By The Star Staff
Citizen Victory Movement (MVC by its initials in Spanish) General Coordinator Ana Irma Rivera Lassén has asked Puerto Rican Independence Party (PIP) President Juan Dalmau Ramírez to set aside legislative seats for the MVC if the Minority Law is activated to increase minority representation in both chambers.
Under the minority law, if in a general election more than two-thirds of the members of either chamber are elected from one political party or from a single ticket, then members of minority parties who obtained more than 3% of the vote for their gubernatorial candidates can obtain additional seats.
The number of members of the Senate or of the House of Representatives or of both houses will be increased by declaring elected a sufficient number of candidates of the minority party or parties to bring the total number of members to nine in the Senate and to 17 in the House of Representatives, according to the law.
The Minority Law is activated after the scrutiny or recount of votes.
Rivera Lassén said she asked the PIP, in writing, to give the MVC some of the seats it may be picking up in the Legislature.
“How would it be? That is a discussion and that discussion must be held with the PIP,” the senator said in an interview on Radio Isla. “I think it is a very good discussion. It is a discussion that will be the subject of some legal articles, whether it happens or not.”
Article 1014 of the Electoral Code provides that, after the general scrutiny, the State Election Commission (SEC) must, first, certify the 11 at-large senators and 11 at-large representatives, as well as the two senators per senatorial district and one representative per House district.
Once this occurs, the SEC must determine the number and names of the additional candidates from the minority parties that must be declared elected.
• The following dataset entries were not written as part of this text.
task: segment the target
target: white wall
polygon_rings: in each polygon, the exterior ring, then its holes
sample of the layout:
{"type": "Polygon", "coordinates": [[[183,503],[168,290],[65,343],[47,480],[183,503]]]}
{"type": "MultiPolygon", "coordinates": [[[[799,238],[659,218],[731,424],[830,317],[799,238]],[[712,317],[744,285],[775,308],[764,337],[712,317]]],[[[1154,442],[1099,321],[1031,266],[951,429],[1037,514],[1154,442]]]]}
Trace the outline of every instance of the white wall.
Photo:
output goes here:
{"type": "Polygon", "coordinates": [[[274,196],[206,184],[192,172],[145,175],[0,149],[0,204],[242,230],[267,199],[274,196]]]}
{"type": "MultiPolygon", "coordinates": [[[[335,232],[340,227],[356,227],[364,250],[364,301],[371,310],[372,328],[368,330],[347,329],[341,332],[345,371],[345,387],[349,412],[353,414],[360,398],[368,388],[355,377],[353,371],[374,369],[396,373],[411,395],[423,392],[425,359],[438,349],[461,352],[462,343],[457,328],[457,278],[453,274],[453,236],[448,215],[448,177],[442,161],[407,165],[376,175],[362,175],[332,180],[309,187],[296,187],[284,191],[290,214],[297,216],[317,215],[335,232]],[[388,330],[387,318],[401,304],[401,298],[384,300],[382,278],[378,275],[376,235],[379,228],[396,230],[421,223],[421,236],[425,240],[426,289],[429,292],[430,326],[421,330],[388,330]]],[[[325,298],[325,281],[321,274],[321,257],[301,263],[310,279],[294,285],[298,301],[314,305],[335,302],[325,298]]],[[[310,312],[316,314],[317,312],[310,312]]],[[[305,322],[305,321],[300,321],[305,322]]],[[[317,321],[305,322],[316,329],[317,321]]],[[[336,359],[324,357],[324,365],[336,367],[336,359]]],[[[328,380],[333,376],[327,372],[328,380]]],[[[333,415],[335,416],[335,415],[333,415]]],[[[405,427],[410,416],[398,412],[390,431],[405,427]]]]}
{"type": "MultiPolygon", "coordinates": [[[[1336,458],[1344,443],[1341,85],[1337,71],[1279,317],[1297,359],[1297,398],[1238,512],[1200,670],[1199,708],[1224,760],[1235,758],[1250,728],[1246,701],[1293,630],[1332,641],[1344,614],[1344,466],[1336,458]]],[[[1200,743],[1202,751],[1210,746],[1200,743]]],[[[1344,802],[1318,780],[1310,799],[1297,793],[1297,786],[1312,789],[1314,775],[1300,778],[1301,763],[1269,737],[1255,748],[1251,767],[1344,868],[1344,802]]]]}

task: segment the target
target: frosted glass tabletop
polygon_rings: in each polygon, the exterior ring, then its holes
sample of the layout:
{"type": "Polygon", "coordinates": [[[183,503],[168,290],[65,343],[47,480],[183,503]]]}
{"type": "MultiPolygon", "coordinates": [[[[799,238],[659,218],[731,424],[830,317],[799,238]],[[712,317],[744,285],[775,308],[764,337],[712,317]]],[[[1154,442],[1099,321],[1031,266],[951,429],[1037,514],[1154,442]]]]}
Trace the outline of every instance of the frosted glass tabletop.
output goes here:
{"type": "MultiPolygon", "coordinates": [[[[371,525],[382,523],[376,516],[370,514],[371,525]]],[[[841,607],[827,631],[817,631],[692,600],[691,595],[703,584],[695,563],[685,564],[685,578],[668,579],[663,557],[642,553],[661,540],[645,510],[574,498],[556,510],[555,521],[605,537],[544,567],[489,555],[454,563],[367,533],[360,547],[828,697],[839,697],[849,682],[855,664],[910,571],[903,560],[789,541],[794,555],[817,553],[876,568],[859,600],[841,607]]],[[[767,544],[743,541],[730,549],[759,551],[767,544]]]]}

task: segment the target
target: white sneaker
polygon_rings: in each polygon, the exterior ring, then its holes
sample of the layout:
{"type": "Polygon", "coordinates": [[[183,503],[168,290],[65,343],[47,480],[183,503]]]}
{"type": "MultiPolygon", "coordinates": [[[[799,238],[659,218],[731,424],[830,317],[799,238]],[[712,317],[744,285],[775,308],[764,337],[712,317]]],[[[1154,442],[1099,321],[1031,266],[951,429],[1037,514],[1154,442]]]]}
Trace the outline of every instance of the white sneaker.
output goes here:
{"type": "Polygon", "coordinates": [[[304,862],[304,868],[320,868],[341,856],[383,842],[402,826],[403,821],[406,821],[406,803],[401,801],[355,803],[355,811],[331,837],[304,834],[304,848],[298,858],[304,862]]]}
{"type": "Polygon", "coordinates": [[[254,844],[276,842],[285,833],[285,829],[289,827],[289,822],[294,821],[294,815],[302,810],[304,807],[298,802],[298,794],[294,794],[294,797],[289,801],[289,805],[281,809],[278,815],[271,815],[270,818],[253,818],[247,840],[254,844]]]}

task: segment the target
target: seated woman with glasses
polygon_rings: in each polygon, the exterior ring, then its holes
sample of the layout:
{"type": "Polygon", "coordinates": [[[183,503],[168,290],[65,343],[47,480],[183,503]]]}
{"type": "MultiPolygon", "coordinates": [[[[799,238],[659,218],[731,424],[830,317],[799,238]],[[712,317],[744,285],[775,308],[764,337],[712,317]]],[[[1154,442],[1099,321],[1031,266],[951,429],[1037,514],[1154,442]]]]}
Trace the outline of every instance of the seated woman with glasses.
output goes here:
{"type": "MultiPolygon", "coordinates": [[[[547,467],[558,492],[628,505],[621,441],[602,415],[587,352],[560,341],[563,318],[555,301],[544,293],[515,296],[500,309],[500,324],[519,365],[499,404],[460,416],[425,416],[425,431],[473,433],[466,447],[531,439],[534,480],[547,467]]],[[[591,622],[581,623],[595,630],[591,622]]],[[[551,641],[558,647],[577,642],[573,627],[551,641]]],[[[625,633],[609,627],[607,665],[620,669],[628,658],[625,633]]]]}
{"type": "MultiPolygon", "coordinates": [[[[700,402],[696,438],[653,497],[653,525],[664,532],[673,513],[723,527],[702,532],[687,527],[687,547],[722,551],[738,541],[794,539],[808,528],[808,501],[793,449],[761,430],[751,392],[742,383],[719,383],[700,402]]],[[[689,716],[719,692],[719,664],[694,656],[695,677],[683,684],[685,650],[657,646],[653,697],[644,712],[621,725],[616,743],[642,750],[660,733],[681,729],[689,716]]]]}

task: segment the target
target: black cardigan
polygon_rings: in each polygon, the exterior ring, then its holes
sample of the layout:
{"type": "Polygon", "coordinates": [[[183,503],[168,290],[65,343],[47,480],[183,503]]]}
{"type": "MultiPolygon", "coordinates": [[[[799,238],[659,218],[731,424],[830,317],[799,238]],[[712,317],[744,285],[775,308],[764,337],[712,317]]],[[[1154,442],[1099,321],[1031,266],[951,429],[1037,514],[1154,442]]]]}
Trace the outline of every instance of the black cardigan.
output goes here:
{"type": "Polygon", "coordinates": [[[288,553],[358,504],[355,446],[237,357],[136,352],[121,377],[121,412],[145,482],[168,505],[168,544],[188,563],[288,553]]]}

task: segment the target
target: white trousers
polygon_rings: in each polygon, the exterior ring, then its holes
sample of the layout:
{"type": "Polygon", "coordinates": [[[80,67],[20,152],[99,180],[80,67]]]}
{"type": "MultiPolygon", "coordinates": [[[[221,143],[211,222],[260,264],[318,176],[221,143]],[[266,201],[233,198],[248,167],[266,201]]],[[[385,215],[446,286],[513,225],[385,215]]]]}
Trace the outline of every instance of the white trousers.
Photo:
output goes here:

Rivera Lassén acknowledged that dividing seats among the PIP-MVC Alliance “is complicated.” Dalmau was second in the voting for governor in the November election.
“As a lawyer, I tell you that, if it happens, it is complicated, but it could be done,” she said. “I would not doubt that it would end up in court either. Still, our history in Victoria Ciudadana [Citizen Victory] has had a lot to do with the courts and, in fact, because we say things and do things that challenge institutionality. Many times, they take us to court, or we take them to court.”